[<prev] [next>] [<thread-prev] [thread-next>] [day] [month] [year] [list]
Message-ID: <87k009nvnr.fsf@nvidia.com>
Date: Thu, 23 Feb 2023 09:59:35 +1100
From: Alistair Popple <apopple@...dia.com>
To: Jason Gunthorpe <jgg@...dia.com>
Cc: Tejun Heo <tj@...nel.org>, Michal Hocko <mhocko@...e.com>,
Yosry Ahmed <yosryahmed@...gle.com>, linux-mm@...ck.org,
cgroups@...r.kernel.org, linux-kernel@...r.kernel.org,
jhubbard@...dia.com, tjmercier@...gle.com, hannes@...xchg.org,
surenb@...gle.com, mkoutny@...e.com, daniel@...ll.ch,
"Daniel P . Berrange" <berrange@...hat.com>,
Alex Williamson <alex.williamson@...hat.com>,
Zefan Li <lizefan.x@...edance.com>,
Andrew Morton <akpm@...ux-foundation.org>
Subject: Re: [PATCH 14/19] mm: Introduce a cgroup for pinned memory
Jason Gunthorpe <jgg@...dia.com> writes:
> On Wed, Feb 22, 2023 at 10:38:25PM +1100, Alistair Popple wrote:
>> When a driver unpins a page we scan the pinners list and assign
>> ownership to the next driver pinning the page by updating memcg_data and
>> removing the vm_account from the list.
>
> I don't see how this works with just the data structure you outlined??

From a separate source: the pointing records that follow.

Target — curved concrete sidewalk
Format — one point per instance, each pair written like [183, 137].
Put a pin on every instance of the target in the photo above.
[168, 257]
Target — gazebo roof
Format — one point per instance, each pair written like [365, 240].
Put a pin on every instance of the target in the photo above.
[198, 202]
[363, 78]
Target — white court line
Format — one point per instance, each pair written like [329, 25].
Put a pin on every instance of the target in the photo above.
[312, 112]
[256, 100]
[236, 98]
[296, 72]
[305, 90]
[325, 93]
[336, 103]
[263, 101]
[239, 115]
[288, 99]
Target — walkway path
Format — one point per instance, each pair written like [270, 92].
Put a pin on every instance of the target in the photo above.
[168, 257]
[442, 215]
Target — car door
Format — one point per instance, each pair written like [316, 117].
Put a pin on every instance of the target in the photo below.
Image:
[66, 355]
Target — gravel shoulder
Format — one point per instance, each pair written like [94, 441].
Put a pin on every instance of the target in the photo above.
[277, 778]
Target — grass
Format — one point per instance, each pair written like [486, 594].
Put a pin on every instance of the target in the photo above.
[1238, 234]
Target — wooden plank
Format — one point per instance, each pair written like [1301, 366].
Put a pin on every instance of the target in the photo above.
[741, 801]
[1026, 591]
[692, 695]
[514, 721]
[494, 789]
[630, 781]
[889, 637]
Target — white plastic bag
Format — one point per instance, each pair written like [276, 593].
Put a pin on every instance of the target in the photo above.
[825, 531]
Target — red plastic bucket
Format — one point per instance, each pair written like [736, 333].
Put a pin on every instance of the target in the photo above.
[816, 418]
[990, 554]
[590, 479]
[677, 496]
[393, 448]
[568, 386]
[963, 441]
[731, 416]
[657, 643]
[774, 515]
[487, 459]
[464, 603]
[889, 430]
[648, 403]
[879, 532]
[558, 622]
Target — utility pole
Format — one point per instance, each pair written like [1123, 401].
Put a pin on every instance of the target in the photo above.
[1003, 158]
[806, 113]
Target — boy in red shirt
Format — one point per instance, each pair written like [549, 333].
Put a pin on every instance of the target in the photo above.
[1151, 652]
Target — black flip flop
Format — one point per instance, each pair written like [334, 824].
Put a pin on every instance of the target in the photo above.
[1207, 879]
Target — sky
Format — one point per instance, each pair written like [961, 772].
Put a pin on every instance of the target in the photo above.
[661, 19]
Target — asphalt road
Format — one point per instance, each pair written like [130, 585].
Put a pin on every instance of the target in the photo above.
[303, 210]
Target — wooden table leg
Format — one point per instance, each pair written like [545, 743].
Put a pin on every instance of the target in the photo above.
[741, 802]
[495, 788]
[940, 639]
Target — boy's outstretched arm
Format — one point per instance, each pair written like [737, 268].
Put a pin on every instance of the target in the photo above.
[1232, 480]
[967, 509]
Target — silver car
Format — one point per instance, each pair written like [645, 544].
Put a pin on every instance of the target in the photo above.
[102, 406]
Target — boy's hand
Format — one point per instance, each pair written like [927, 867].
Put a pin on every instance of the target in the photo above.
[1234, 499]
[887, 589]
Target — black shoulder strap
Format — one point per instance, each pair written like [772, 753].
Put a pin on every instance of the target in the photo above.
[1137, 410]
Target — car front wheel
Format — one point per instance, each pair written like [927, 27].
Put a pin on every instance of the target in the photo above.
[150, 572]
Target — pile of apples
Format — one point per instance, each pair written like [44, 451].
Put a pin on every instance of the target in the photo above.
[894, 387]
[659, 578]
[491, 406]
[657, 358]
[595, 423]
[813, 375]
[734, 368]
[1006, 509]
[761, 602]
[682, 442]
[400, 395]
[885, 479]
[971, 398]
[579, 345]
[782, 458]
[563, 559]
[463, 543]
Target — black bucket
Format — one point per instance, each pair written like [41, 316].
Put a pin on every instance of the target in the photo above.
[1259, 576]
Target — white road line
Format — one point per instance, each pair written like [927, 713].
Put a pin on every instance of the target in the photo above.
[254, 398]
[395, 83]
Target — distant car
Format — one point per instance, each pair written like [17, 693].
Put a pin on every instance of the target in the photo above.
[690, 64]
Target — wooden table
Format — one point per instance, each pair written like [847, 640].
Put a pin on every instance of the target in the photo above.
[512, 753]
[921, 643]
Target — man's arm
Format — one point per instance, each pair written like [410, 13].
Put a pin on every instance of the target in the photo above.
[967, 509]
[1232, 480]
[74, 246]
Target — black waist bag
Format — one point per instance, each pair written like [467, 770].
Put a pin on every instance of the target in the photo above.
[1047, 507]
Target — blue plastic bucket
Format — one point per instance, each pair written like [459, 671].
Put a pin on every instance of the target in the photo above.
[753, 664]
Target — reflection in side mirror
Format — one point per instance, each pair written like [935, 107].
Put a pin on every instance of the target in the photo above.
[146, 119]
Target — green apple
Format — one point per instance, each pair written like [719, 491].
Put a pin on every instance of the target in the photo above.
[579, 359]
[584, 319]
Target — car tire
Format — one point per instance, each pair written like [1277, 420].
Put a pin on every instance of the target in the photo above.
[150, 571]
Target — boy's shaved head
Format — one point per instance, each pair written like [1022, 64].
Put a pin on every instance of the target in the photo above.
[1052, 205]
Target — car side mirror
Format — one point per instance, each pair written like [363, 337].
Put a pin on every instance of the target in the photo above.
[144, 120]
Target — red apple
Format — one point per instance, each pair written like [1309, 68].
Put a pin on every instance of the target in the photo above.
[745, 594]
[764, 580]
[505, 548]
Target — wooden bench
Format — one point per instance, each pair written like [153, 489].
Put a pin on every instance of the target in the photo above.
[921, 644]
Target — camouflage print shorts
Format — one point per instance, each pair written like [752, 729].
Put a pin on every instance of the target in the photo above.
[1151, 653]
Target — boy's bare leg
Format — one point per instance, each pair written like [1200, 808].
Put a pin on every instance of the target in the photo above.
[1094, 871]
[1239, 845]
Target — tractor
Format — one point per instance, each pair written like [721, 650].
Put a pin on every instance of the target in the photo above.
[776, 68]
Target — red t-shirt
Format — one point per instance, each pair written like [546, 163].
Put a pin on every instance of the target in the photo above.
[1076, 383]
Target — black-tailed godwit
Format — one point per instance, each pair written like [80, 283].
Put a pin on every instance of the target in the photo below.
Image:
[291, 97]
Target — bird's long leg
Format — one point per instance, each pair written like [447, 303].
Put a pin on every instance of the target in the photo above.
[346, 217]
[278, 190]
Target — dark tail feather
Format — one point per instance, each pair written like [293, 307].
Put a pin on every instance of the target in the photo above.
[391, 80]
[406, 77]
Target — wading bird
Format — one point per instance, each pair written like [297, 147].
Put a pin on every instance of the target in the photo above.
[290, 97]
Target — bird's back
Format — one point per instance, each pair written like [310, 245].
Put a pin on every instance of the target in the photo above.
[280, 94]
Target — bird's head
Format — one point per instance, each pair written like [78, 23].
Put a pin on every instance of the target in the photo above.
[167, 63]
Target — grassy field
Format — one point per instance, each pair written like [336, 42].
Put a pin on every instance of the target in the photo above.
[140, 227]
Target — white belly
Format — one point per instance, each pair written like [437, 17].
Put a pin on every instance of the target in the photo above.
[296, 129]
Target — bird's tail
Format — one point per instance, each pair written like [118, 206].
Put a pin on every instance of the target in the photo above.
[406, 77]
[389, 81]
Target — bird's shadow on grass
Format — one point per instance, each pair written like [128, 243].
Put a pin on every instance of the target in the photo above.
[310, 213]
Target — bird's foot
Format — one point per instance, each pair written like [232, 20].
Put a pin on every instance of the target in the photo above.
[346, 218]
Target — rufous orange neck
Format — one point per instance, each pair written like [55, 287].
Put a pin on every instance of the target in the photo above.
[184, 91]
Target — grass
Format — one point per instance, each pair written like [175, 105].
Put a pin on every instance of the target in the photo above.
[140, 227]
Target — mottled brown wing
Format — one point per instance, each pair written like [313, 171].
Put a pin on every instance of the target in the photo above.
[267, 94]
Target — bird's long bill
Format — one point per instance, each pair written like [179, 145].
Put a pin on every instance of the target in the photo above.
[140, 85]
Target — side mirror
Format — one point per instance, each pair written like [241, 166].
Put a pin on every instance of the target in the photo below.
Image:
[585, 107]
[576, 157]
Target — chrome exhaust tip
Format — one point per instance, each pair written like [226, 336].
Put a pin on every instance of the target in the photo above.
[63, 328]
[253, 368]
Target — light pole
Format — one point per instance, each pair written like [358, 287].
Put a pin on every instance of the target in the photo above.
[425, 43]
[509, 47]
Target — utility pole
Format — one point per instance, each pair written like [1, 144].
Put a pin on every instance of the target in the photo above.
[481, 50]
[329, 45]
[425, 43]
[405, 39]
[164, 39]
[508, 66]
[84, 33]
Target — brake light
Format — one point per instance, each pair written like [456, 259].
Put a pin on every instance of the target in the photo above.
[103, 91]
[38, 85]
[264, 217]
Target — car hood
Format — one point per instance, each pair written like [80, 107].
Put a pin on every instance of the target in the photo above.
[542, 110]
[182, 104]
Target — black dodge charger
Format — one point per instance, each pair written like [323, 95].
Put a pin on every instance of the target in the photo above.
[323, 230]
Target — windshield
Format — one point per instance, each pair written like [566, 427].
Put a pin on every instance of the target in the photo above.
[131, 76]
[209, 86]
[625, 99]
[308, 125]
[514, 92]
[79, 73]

> Every unique page needs its own list_head in the vm_account, it is
> doable just incredibly costly.
The idea was every driver already needs to allocate a pages array to
pass to pin_user_pages(), and by necessity drivers have to keep a
reference to the contents of that in one form or another. So
conceptually the equivalent of:
struct vm_account {
struct list_head possible_pinners;
struct mem_cgroup *memcg;
struct pages **pages;
[...]
};
Unpinnig involves finding a new owner by traversing the list of
page->memcg_data->possible_pinners and iterating over *pages[] to figure
out if that vm_account actually has this page pinned or not and could
own it.
Agree this is costly though. And I don't think all drivers keep the
array around so "iterating over *pages[]" may need to be a callback.